The Sculptor : William Newton

The Sculptor : William Newton

One afternoon in 1972, the sculptor John Robinson, came to my school (Hazlegrove in Somerset) to help a small group of us make clay figures.  I was twelve years old.  The effect of John’s teaching was, for me, truly inspirational.  It was as if a light had been switched on.  I felt totally at ease and complete in what I was doing and, from that moment on, I knew that one day I would be a sculptor.

In 1977, following a year at Art School, I went to work for a racehorse trainer in Wiltshire.  I had ridden from an early age and the idea of becoming a jockey really appealed.  As luck would have it, I rode a winner on my first ride.  Two years later, following a spell in Ireland, I took out my professional license.

Over the following years, I rode a handful of winners each season, but sadly did not make it to the top ranks as a National Hunt Jockey.  I see this period of my life as a sort of apprenticeship for much of what I do now, for I was always thinking about sculpture and, although I loved riding horses, I found myself spending more and more time in my studio.  Drawing upon my experience as a jockey, I made many small equine studies, most of which ended up in the bin.  However, some were cast and sold to fellow jockeys, trainers and owners.  I also made a series of bronzes for the company, Glen International who were heavily into race sponsorship at the time.

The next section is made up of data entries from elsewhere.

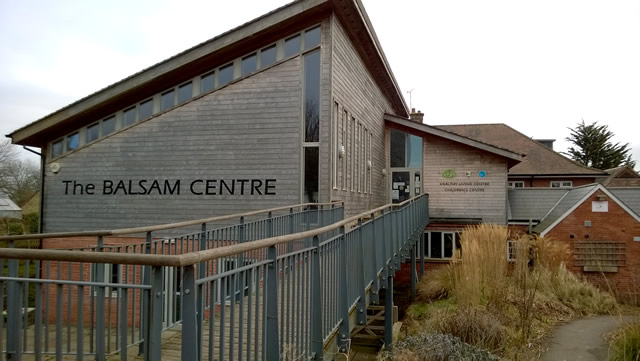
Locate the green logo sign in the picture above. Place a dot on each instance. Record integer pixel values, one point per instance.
(449, 173)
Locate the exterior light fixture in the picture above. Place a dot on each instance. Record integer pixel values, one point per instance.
(341, 152)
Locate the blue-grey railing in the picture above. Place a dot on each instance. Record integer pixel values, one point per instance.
(291, 285)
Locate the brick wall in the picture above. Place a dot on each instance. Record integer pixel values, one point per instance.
(614, 225)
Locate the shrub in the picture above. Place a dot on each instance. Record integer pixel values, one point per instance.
(625, 345)
(434, 347)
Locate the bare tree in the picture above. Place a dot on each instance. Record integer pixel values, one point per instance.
(19, 179)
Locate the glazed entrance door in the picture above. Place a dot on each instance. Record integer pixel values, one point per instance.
(405, 184)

For every jockey, there is a last ride; mine was in a novice hurdle at Chepstow in 1987.  Having its first run, the horse ran well finishing third and, at the time, I felt frustrated that my racing days were over but the decision was made and a new and exciting phase in my life was about to begin.

Jockey, Steve Knight, had won the Grand National that year on Maori Venture and he kindly introduced my work to Jim Joel, who liking what he saw, asked me to make a bronze study of his National winner.  Two months later, Steve Cauthen won the Derby on Reference Point; he too liked my work and commissioned a bronze of himself and his Derby winner cantering to the start.  The Derby was to play an important factor in my career ten years later, but for now these two high profile commissions together with other work that first year, set the seal on my future and I have been a full time sculptor ever since.